Comment la compétence Blockchain est-elle structurée à la Société Générale ?
Nous avons au total une quinzaine d’experts Blockchain qui sont pour la plupart disséminés dans toutes les directions des systèmes d’information du groupe. On en trouve aussi aux paiements, à la banque de détail et à l’informatique en central. Il s’agit en général de collaborateurs qui avaient au départ des compétences en mathématiques et en code très poussées, formés aux bases de données distribuées et à la cryptographie.
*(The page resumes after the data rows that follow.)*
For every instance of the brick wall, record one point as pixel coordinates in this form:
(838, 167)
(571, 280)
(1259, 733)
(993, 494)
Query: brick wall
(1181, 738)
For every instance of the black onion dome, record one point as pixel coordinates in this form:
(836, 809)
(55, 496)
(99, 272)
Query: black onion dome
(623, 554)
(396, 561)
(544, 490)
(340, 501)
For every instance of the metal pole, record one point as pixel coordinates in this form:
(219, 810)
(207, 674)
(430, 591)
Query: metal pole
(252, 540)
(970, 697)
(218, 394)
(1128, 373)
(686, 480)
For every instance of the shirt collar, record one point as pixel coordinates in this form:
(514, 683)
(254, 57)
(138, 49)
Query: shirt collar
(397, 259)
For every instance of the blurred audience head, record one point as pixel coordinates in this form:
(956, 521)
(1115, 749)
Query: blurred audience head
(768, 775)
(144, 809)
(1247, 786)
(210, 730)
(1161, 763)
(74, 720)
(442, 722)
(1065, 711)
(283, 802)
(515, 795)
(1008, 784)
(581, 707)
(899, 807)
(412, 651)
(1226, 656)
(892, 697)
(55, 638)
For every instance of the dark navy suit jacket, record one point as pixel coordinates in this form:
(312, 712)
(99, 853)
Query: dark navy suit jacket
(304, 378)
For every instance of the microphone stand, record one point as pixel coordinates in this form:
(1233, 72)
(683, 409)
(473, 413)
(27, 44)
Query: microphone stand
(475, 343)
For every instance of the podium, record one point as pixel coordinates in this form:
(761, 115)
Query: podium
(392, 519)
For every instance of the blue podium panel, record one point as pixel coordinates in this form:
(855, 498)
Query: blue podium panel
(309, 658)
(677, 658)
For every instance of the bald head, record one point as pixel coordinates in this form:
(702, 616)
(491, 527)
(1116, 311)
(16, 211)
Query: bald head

Prévoyez-vous des recrutements dans les mois à venir ? Oui, dans un faible volume qui s’inscrira dans le cadre d’une politique de recrutement globale qui va aussi nous conduire à embaucher des spécialistes des big data ou de l’intelligence artificielle. Nous prévoyons ainsi en 2018 une dizaine de recrutements d’experts Blockchain. Quels profils privilégiez-vous ? Nous favoriserons les candidats qui sont chez nous en stage, en VIE (volontariat international en entreprise, NDLR) ou en alternance, et qui sortent d’écoles ou d’université comme Centrale Supélec, l’Epita, Télécom ParisTech ou Dauphine. Nous recruterons aussi des profils avec davantage de séniorité, mais de manière plus marginale, et en nous appuyant sur notre vivier interne de chefs de projet ou de directeurs de programmes déjà familiers avec la Blockchain. Quelles qualités attendez-vous chez un expert Blockchain ? Il doit posséder une solide expertise en mathématiques, bases de données distribuées et cryptographie. Mais il doit être aussi capable de comprendre les besoins des métiers pour concevoir des modèles mathématiques adaptés et des modes de fonctionnement qu’il devra être en mesure d’expliquer. Sur ce type de poste, la partie « soft skills » (compétences « douces ») est aussi importante que la compétence technique.